La malédiction, malgré l’interprétation religieuse qu’elle reçoit dans l’Ancien Testament, a longtemps gardé cette signification : maudire = faire du mal à quelqu’un par des paroles efficaces ; voir (Genèse 8.21) Sorcellerie.
Une fois lancée, la malédiction ne pouvait plus être retenue, même par la divinité (Josué 6.26 ; 1 Rois 16.34 ; Psaumes 109.17-19 ; Zacharie 5.3).
Ce n’est qu’après l’exil que l’on reconnu qu’une malédiction injustifiée n’a pas d’effet (Proverbes 26.2), ou que Yahvé peut changer une malédiction en bénédiction (Deutéronome 23.5 et suivant, Néhémie 13.2).
L’auteur de Nombres 23-24 pense que dans un tel cas l’intervention divine empêche la prononciation de la malédiction.
On prononce une malédiction contre le coupable pour se protéger contre les conséquences du crime qu’il a commis (2 Samuel 3.28 et suivant).
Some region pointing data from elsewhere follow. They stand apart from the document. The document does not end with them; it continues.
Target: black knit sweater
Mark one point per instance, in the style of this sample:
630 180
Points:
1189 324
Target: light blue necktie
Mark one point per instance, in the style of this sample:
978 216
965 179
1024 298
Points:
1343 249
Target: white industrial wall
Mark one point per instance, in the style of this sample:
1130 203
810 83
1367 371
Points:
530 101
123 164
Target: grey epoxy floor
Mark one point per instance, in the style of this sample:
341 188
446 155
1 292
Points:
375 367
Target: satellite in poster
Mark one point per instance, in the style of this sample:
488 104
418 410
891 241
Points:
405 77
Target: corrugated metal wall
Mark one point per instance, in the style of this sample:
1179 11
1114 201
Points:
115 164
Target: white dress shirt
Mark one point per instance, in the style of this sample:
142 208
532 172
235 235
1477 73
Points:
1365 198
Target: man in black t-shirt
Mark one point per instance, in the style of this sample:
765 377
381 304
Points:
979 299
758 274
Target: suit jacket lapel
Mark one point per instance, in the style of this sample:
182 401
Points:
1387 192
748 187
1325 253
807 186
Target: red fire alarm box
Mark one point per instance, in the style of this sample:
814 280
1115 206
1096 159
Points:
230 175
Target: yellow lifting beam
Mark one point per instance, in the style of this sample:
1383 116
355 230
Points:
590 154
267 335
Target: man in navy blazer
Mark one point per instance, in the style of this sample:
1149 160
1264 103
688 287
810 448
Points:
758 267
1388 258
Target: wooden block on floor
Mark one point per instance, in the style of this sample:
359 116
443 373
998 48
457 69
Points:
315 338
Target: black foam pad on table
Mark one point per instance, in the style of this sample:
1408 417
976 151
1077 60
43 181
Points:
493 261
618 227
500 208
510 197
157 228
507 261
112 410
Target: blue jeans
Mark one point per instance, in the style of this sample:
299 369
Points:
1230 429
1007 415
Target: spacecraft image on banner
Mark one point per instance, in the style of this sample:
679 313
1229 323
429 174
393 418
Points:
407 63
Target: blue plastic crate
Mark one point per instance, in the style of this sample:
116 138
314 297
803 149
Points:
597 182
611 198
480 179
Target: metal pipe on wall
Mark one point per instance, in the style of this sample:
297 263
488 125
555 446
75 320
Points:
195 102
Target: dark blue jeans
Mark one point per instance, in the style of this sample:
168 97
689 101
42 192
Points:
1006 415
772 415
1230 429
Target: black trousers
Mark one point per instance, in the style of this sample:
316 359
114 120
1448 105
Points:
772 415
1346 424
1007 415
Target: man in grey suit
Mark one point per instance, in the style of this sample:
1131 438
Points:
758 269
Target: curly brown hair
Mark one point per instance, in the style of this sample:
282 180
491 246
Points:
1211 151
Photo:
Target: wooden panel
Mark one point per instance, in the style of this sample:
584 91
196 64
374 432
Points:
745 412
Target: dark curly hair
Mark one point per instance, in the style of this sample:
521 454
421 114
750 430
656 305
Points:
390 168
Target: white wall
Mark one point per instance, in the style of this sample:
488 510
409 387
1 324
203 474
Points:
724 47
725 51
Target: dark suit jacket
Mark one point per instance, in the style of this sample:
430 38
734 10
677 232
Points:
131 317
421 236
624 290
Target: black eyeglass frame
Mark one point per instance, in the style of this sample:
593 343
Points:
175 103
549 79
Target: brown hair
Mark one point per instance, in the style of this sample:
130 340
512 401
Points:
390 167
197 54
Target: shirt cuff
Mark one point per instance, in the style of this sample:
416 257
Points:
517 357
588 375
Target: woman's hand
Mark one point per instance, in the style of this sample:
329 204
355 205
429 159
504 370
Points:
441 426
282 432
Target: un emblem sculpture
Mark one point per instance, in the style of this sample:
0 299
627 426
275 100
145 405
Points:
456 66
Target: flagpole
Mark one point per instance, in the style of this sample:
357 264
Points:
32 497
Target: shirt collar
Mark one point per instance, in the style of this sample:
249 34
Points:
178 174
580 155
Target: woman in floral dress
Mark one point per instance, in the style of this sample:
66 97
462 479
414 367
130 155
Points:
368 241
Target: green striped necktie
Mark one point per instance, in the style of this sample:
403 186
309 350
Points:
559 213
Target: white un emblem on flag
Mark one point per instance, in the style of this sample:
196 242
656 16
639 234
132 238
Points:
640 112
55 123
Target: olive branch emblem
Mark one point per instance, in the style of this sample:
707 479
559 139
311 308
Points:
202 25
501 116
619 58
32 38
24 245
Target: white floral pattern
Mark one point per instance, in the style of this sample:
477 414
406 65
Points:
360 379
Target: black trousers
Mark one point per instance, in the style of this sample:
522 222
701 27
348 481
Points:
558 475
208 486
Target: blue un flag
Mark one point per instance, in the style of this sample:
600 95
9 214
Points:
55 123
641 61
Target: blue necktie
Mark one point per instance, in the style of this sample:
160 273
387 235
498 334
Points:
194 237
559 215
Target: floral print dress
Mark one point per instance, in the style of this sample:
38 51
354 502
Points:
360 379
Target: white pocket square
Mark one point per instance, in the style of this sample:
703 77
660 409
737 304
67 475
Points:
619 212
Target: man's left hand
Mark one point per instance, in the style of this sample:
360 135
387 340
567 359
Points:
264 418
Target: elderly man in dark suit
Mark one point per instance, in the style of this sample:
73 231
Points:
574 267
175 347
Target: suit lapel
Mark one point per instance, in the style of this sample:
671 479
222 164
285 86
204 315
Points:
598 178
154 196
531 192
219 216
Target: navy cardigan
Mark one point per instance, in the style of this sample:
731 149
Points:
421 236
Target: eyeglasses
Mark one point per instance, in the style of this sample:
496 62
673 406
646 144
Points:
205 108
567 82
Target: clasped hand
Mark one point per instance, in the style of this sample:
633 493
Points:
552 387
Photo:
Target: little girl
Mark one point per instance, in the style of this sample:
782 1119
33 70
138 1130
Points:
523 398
Cette malédiction force le coupable à se dénoncer pour échapper aux effets de la malédiction.
Expiation faite, on annule la malédiction par une bénédiction (Juges 17.1 et suivant, 2 Samuel 21.3).
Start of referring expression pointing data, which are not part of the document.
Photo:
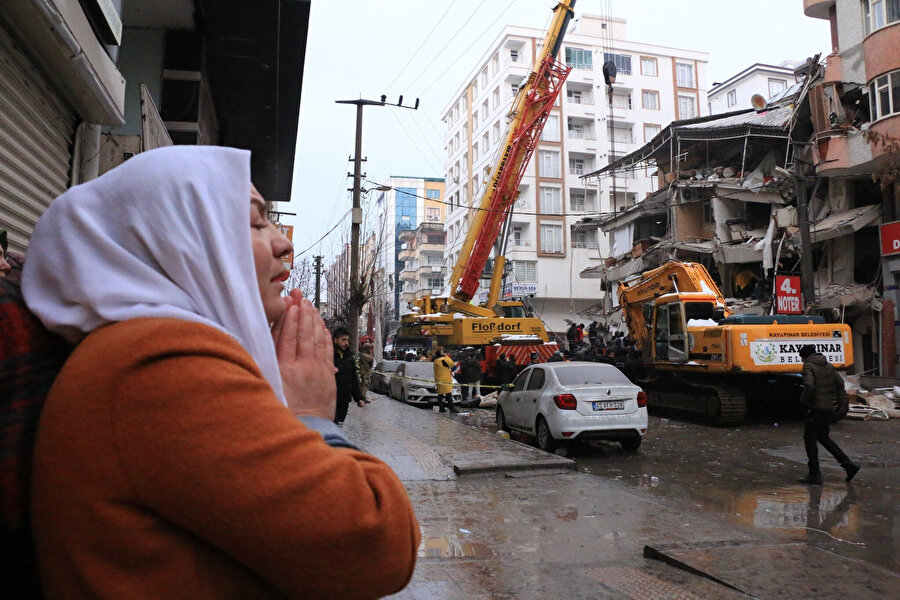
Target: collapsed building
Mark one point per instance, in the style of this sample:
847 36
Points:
728 199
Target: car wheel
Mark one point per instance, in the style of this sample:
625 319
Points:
501 419
631 444
544 437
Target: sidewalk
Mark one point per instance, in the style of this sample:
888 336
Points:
503 520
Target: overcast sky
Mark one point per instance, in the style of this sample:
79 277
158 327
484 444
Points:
365 48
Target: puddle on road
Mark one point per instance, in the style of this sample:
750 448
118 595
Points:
450 546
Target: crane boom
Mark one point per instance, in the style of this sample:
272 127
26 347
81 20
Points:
531 108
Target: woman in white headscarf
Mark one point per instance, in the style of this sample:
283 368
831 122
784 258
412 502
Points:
182 453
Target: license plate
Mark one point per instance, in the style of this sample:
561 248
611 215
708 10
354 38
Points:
610 405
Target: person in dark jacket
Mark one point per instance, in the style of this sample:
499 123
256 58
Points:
823 388
471 372
504 370
345 375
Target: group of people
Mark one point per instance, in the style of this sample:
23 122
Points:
187 447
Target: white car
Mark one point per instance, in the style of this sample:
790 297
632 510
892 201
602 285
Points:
380 380
413 383
574 401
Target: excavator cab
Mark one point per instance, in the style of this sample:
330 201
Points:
670 333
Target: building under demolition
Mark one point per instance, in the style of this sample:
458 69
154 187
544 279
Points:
733 191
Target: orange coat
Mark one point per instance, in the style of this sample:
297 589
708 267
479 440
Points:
165 467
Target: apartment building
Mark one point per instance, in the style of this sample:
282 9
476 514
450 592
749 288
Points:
88 84
404 206
547 248
422 253
767 81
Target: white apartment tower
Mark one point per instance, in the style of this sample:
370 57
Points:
547 249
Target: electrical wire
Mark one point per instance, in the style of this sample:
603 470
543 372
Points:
415 53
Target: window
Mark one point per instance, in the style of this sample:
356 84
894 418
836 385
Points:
583 238
537 379
650 131
687 108
550 132
550 201
684 74
622 62
776 86
650 99
880 13
707 212
551 239
549 163
884 95
525 271
576 166
577 201
579 58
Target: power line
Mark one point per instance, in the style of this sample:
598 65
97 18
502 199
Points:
424 41
441 75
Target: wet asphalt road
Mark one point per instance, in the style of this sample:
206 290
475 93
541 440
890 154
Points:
747 474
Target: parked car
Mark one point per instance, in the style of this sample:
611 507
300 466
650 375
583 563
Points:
574 401
413 383
382 374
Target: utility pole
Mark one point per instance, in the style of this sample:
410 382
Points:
807 277
317 260
356 218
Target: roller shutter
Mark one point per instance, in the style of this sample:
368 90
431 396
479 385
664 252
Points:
37 131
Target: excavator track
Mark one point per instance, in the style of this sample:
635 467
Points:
724 404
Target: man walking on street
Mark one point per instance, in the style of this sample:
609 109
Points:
345 375
823 389
366 362
443 378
Souvent la malédiction est accompagnée d’un rite de magie imitative : la femme soupçonnée d’infidélité doit avaler la malédiction, c’est-à-dire l’encre qui a servi à l’écrire (Nombres 5.11 ; Nombres 5.31) ; pour conclure une alliance les contractants passent entre les morceaux d’un ou de trois animaux coupés par le milieu : que Dieu les taille en pièces comme ces animaux s’ils ne restent pas fidèles à leurs engagements (Jérémie 34.17 ; Jérémie 34.20 ; Genèse 15.7 ; Genèse 15.17 : Yahvé lui-même se soumet à cette malédiction !).
Chez les prophètes nous retrouvons la même liaison étroite entre la malédiction et l’alliance. Jérémie (Jérémie 11.3-8) maudit l’homme qui n’observera pas l’alliance renouvelée par le Deutéronome, et Ézéchiel (Ézéchiel 16.59) considère la catastrophe de 586 comme une malédiction qui frappe son peuple infracteur du traité d’alliance conclu avec son Dieu.
Le type primitif du serment prononce également une malédiction efficace pour le cas où l’affirmation qu’il s’agit de corroborer ne serait pas vraie (1 Samuel 14.24-28).
Mais généralement la malédiction est sous-entendue dans la formule du serment (2 Samuel 19.8 ; 1 Rois 1.51), ou bien remplacée par un euphémisme (1 Samuel 25.22 ; 2 Rois 6.31). Car on craint de prononcer une malédiction sans condition comme Psaumes 7.4 ; Psaumes 7.6 ; 2 Samuel 1.21 ; on spécifie sous quelles conditions la malédiction devra agir (Juges 9.16-20 ; 2 Samuel 3.9), ou bien on la supprime complètement.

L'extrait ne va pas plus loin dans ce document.